Layered Security Systems: A Not-So-New Approach to Data Center Security and Integrity

Network designs with inadequate security in place are similar to most home security models. There is a deadbolt on each door, and window locks to keep intruders away. Anyone is welcome to ring the doorbell, but must be known and trusted to be allowed inside. Once inside, a guest typically has access to most areas. They could potentially sabotage basic levels of security. There is no real record of any activity in the house, and once vacated, intruders can dig through your personal items taking whatever they please. Firewalls identify and restrict Internet guests through DMZ rules. However, conference room and data center ports lie open to anyone with a laptop. Unchanged wireless keys give temporary users access to the network forever. While attacks aren't a daily threat, the occasional security threat seeps into the network and affects hosts, servers and even the network. Basic security is present, but a major incident is completely possible.

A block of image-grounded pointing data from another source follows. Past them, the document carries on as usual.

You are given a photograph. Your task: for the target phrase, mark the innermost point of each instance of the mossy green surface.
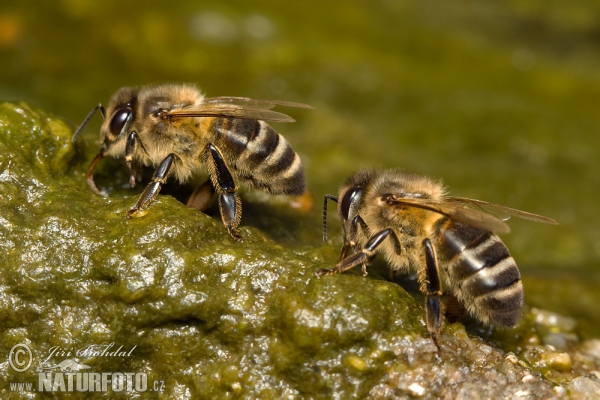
(207, 317)
(499, 99)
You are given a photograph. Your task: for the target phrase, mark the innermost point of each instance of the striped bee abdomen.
(260, 155)
(486, 277)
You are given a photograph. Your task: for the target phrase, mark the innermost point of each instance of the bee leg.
(202, 196)
(129, 152)
(356, 222)
(360, 257)
(89, 176)
(454, 309)
(151, 191)
(230, 205)
(327, 197)
(431, 286)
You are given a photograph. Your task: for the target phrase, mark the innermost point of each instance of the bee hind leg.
(151, 191)
(432, 288)
(362, 256)
(230, 205)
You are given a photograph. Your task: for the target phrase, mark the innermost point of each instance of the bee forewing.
(457, 212)
(226, 110)
(253, 103)
(502, 211)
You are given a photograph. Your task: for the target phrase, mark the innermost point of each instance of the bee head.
(120, 114)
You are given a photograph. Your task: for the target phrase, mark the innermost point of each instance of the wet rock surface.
(170, 295)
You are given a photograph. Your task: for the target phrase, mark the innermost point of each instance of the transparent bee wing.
(238, 107)
(224, 110)
(458, 212)
(501, 211)
(254, 103)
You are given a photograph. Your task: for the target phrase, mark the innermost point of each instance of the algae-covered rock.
(171, 297)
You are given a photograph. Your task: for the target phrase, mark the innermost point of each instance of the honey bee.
(176, 130)
(449, 244)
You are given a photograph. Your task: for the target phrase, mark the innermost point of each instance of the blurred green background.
(497, 98)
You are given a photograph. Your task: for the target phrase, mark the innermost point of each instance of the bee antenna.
(327, 197)
(87, 119)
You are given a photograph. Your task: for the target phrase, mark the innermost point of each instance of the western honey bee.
(449, 244)
(178, 131)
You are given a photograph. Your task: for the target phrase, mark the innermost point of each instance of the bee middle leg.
(151, 191)
(362, 256)
(230, 205)
(130, 146)
(431, 287)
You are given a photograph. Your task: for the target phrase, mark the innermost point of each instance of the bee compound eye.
(118, 121)
(351, 197)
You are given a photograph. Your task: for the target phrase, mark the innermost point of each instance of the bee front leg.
(431, 287)
(151, 191)
(130, 147)
(202, 196)
(362, 256)
(230, 205)
(356, 222)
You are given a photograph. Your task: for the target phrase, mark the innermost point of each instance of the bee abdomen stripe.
(261, 145)
(280, 160)
(484, 252)
(493, 278)
(504, 306)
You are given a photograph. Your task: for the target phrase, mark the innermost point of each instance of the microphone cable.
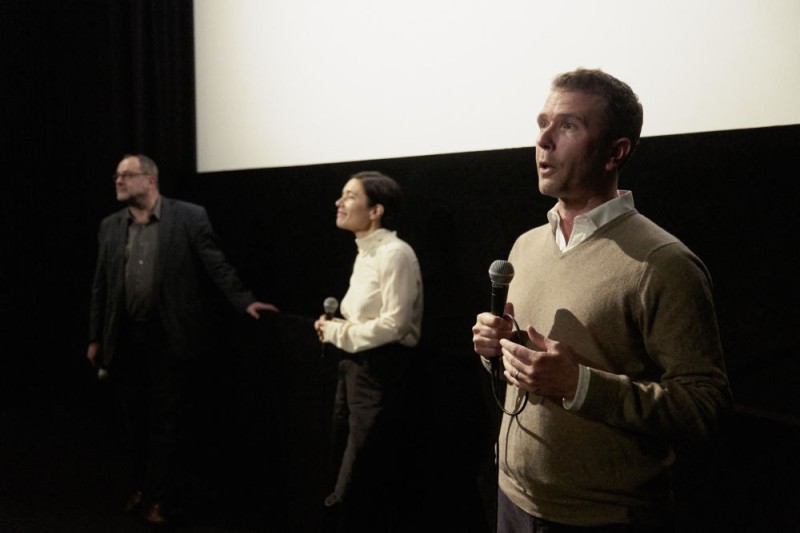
(522, 401)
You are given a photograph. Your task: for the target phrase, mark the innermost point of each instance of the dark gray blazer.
(189, 261)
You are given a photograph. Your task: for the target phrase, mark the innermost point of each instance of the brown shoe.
(154, 514)
(133, 502)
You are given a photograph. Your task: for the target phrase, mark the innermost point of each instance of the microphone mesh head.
(501, 272)
(330, 305)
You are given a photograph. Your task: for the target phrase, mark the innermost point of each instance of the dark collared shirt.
(141, 250)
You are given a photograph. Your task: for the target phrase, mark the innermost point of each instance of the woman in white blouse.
(380, 324)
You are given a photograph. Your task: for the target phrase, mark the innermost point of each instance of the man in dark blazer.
(150, 317)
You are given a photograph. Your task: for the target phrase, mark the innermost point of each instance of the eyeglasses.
(127, 175)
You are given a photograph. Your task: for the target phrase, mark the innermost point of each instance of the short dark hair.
(147, 165)
(624, 113)
(381, 189)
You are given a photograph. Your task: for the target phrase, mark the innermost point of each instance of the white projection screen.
(299, 82)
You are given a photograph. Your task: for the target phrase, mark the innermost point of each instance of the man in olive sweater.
(621, 353)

Compare home security to the protection of a bank. While access into the parking lot is unrestricted, cameras monitor and record every part of the property. There is a 24-hour ATM that offers most services with two-factor identification. Anyone is allowed in the bank lobby during normal business hours, but experience a heightened level of security and bullet-proof restriction to the bank's assets. It is difficult to loiter or explore without arising suspicion. Monetary assets are encased further in the most solidified and secured area in the entire building. Access to the vault requires a person to pass through several different areas, being monitored before authentication is ever requested. This is the shape of a well-secured network. An intrusion prevention system (IPS) implemented at several levels of the network acts like a security camera system, providing traffic monitoring needed to accurately deter, detect and record most attacks. Firewalls, like bank tellers, verify identity but also restrict access to only those services that the bank is willing to offer you. The teller also records your transactions when giving you physical or virtual access to the vault, in the same way that traffic flow statistics and security solutions can provide the same type of accounting. Any hint of malicious activity in the facility results in immediate reaction and notification of the proper authorities. As your network grows, consider the different areas of your network and how access is controlled and monitored between them.

Defining the clear network boundaries between your data center's assets and network hosts is the first step in building a castle wall around your data center assets. Users should be on physically and logically separate networks, providing not only the ability to accurately record IP packet activity but to control access between each group of devices. WAN connections and VPN head-end devices should have connections to the network that allow for full traffic inspection and access control before entering the core of the network. By logically separating your data center in this fashion, you make your IT assets viewable in an isolated and secured manner. All of your isolated and secured assets can be defined easily through summarized IP ranges, group names and even physical location.

Each connection into the castle is a bridge across the moat, permitted and evaluated by your choice of security solution. In severe instances, any single drawbridge can be pulled shut, isolating the risk while continuing to provide as much access as possible. Monitoring traffic inside of the castle walls is just as important as monitoring the traffic coming to the perimeter. Since threats can originate from any device, you must be able to identify malicious traffic traveling between servers in your data center.

In summary, utilize the full gamut of security solutions at your disposal. Separate your network into logical sections and monitor the traffic passing between them. A combination of solutions from multiple vendors will always provide the most comprehensive security for networks that will never cease to grow.